Diese Schilderungen sind keine ausgedachten Geschichten, sondern die nackte Realität. Sicherlich möchte ich nicht alle Unternehmen über einen Kamm scheren. Es gibt wirklich hervorragende Unternehmen, die das Problem erkannt und exzellente Prozesse entwickelt haben. Der Großteil der Unternehmen in Deutschland hat jedoch weder ausgereifte Prozesse noch hinterfragen sie ihre Werte und Anforderungen an den Kandidaten. Die Personalabteilung ist weder fachlich noch menschlich in der Lage, diese Herausforderungen zu erkennen geschweige denn zu reflektieren.

Am liebsten würde ich diese Unternehmen alle wachrütteln. „Wacht auf!“ möchte ich schreien. „Es liegt nicht an den Kandidaten, es liegt an euch und an euren komischen Anforderungen!“ möchte ich sagen. Bitte hört endlich auf, die Kandidaten anhand eines Stück Papiers zu bewerten. Das sind Menschen, die sich Mühe gemacht haben und sich mit eurem Unternehmen auseinandergesetzt haben. Ruft den Kandidaten doch direkt nach der Bewerbung an und findet heraus, ob er oder sie zu euch passt. Das könnt ihr aber nur tun, wenn ihr auch verstanden habt, wie euer Arbeitgeber tickt. Hört auf euch hinter dem Wort „Fachkräftemangel“ zu verstecken. Was bringt es euch, einen oder mehrere Active Sourcer einzustellen, wenn der Prozess wie oben beschrieben verläuft? Schlimmer noch: Der Kandidat wird auch noch selbst angesprochen, nur um dann wochenlang auf eine Rückmeldung zu warten. Bitte versteht endlich, dass es nicht um die Masse geht. Selbstverständlich ist Active Sourcing gut, und auch ich wende es an, jedoch mit Hirn und Verstand. Ich schreibe jeden persönlich an und nicht mit einem Fließtext, den ich reinkopiere. Ich begleite von Minute eins den Kandidaten und schaue, dass der Prozess so schlank und schnell wie möglich verläuft. Ständiges Feedback an den Kandidaten ist für mich selbstverständlich. Das sind alles Th

emen, die viel Zeit benötigen und genau da liegt das Problem der Unternehmen. Nehmt euch die Zeit für den Kandidaten, das hat er oder sie verdient!

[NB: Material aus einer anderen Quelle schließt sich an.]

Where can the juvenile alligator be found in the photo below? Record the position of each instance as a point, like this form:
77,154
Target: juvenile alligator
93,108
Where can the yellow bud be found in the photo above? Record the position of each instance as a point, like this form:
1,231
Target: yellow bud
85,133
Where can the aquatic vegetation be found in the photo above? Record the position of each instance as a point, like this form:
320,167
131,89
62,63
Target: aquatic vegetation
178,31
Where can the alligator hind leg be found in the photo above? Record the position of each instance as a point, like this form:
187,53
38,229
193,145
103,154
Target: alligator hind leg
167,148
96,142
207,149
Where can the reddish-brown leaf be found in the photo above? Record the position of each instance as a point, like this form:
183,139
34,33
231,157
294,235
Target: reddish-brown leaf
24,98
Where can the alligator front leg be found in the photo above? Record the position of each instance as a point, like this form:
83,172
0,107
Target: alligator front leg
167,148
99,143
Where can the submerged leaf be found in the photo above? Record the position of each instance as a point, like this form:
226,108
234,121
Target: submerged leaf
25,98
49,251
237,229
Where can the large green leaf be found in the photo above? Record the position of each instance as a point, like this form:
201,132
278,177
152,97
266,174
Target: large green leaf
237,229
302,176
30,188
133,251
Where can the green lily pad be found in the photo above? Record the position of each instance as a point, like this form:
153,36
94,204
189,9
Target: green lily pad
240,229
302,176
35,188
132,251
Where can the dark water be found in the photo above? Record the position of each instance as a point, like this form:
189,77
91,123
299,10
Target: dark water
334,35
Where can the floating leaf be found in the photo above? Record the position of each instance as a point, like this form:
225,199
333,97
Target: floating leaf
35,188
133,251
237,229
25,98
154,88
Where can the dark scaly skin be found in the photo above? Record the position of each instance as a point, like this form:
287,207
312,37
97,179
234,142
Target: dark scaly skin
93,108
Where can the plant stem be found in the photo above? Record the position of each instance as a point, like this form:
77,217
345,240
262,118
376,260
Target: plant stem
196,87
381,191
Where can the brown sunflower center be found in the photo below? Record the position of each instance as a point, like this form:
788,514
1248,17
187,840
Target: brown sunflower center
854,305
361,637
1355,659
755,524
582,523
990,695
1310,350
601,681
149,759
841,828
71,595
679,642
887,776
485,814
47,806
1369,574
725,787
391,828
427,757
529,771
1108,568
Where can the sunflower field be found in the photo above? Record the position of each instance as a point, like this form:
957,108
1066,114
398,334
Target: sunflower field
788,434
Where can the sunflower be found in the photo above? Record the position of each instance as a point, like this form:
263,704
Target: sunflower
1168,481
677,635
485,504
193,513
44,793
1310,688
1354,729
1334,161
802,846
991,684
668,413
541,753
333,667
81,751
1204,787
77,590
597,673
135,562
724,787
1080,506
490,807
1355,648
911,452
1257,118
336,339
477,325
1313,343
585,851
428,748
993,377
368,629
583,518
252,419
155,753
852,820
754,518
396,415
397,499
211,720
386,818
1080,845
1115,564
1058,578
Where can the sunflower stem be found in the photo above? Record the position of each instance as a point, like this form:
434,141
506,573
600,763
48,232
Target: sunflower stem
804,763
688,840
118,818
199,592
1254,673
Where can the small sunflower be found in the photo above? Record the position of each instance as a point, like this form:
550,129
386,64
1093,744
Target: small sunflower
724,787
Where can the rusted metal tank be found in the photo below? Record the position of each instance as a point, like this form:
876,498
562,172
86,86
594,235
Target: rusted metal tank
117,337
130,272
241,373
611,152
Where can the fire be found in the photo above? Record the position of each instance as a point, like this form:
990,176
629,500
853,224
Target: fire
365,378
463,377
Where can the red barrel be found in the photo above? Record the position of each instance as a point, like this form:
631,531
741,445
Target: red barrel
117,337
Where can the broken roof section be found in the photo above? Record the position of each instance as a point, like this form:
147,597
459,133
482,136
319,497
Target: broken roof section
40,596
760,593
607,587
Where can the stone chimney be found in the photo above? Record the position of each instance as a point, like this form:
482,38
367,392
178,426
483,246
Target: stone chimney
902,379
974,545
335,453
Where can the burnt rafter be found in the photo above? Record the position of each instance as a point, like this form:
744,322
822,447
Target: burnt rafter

Abseits des IT-Sektors sieht es bei den Auszubildenden im Handwerk ähnlich aus. Die Unternehmen klagen: Wir finden keine Azubis. Auch hier stellen sich bei mir die Nackenhaare auf, wenn ich sehe, welche Kriterien die Ausbildungsstätten anlegen: Gute Noten in Deutsch und Religion sind Voraussetzung. Liebe Ausbildungsstätten, habt ihr euch mal mit dem Schulsystem auseinandergesetzt? Wisst ihr, was und vor allem wie der Schulstoff heutzutage vermittelt wird? Es ist traurig, dass jungen Menschen mit durchschnittlichen Noten kein Vertrauen geschenkt wird. Im meinem unmittelbaren Freundeskreis helfe ich dem Sohn einer guten Freundin, einen Ausbildungsplatz zu finden. Fehlanzeige, er bekommt von allen Betrieben eine Absage. Er hat einen Hauptschulabschluss mit der Note 2,6 gemacht. Mag sein, dass das nicht der beste Schulabschluss ist, aber er möchte so gerne als Autolackierer seine Ausbildung beginnen. Keine Chance. Er ist ja „nur“ Hauptschüler. Aber klar: Man findet keine Azubis, wir haben ein mächtiges Problem mit den Nachwuchskräften. Darüber kann ich nur noch müde lächeln.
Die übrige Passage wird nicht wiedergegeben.